Read our helpful guide to modes of film distribution in the UK.
How do I get my short film seen on screen?
The best way to get short films on screen is to submit them for consideration for short film festivals. There are hundreds of shorts festivals held in the UK and internationally each year. Film Freeway is a good resource for isolating festivals to target and submitting your film. You may also find the British Council’s Festivals Directory useful.
Getting short films into cinemas is harder, but if there’s a reason why you think your short would work for a particular cinema (perhaps it is set nearby, stars local or regional actors, or has a story or theme you think would appeal to that cinema’s audience), it’s worth contacting their programming team to pitch it and offering your ideas for a context in which to screen it. Our UK independent cinemas map may be helpful.
Short film distributor Shorts International accepts submissions of short films to consider for various outlets, including cinema, TV and online.
Jobs, careers and training
How do I apply to work at the ICO?
I want to work in film exhibition. Where do I start?
Read our Working in film exhibition guide, which covers the types of roles available in independent and commercial film exhibition, as well as in film distribution.
Visit our Jobs board, where we post jobs from across the sector; from programming to film education, from cinema marketing to box office staff.
If it is feasible for you, consider volunteering at a local cinema or film festival to gain experience and make contacts – isolate nearby independent exhibitors via our Cinemas in the UK & Ireland map. You could also apply for entry level roles in box office or front of house.
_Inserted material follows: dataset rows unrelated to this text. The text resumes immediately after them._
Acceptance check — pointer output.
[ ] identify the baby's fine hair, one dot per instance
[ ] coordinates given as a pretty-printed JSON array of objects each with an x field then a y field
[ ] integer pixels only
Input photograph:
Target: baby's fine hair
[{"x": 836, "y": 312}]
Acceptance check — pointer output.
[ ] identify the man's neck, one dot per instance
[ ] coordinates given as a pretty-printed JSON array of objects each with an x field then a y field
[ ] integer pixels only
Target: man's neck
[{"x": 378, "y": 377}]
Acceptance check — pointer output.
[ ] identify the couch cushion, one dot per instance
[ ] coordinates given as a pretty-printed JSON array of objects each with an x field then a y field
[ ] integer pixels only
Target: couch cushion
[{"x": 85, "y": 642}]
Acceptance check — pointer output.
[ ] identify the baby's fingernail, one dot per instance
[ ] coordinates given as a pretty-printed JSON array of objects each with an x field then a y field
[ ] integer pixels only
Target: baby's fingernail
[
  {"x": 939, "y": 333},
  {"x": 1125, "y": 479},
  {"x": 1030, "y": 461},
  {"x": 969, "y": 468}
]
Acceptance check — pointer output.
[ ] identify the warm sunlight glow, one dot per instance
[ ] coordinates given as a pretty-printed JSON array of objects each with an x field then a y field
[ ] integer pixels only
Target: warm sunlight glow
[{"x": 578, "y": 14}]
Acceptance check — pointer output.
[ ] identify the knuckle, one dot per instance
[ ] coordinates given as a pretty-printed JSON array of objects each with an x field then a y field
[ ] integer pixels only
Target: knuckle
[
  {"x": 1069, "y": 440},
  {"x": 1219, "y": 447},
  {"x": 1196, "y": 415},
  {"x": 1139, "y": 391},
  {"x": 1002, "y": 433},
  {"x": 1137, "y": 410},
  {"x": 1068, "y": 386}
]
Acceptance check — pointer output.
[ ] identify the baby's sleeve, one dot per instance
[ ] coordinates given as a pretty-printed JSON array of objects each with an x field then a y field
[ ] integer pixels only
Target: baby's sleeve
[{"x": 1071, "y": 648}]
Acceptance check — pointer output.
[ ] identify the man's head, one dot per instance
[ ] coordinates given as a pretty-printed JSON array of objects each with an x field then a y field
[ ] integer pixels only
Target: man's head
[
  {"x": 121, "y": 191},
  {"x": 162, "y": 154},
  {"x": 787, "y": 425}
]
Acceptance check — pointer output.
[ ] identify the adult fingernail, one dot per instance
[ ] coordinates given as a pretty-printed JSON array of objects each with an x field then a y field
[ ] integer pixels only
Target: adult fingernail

You may be interested in Film Exhibition & Distribution (FEDS), our training scheme which specifically seeks to redress imbalances in demographic representation in the film industry. If you’re a new entrant to the industry and a UK resident, you may be eligible for future iterations of this course.
You may also be interested in our Online Learning courses, designed for people who want to learn in their own time and from home.
I want to develop my film industry career. How can you help?
All ICO training courses are designed to enhance your professional development as well as equip you to better support your venue.
Our flagship training course, Cultural Cinema Exhibition – a practical, comprehensive one-stop shop for film professionals offering insight into a range of areas including programming, curation, artists’ moving image, film education, marketing and audience development – has become a recognised industry standard, with alumni from the course going on to acquire jobs in some of the key film exhibition and distribution companies in the UK and internationally.
In the past few years we have run schemes specifically around personal career development, including several iterations of our Women’s Leadership and Elevate programmes – the first, designed to help women realise their potential for leadership within the sector and the second, to give people the skills and confidence needed to attain senior management roles. We have also run Developing Your Film Festival, which brings together expert speakers and festivals from across the globe.
We run courses around the UK and internationally and wherever possible, secure funding to keep fees low and subsidise travel and accommodation.
We run some courses partly or entirely online (including our Core Skills webinar series). We also offer streamlined online versions of key ICO courses for people who want to learn at their own rate and from home – see all currently available ICO Online Learning courses.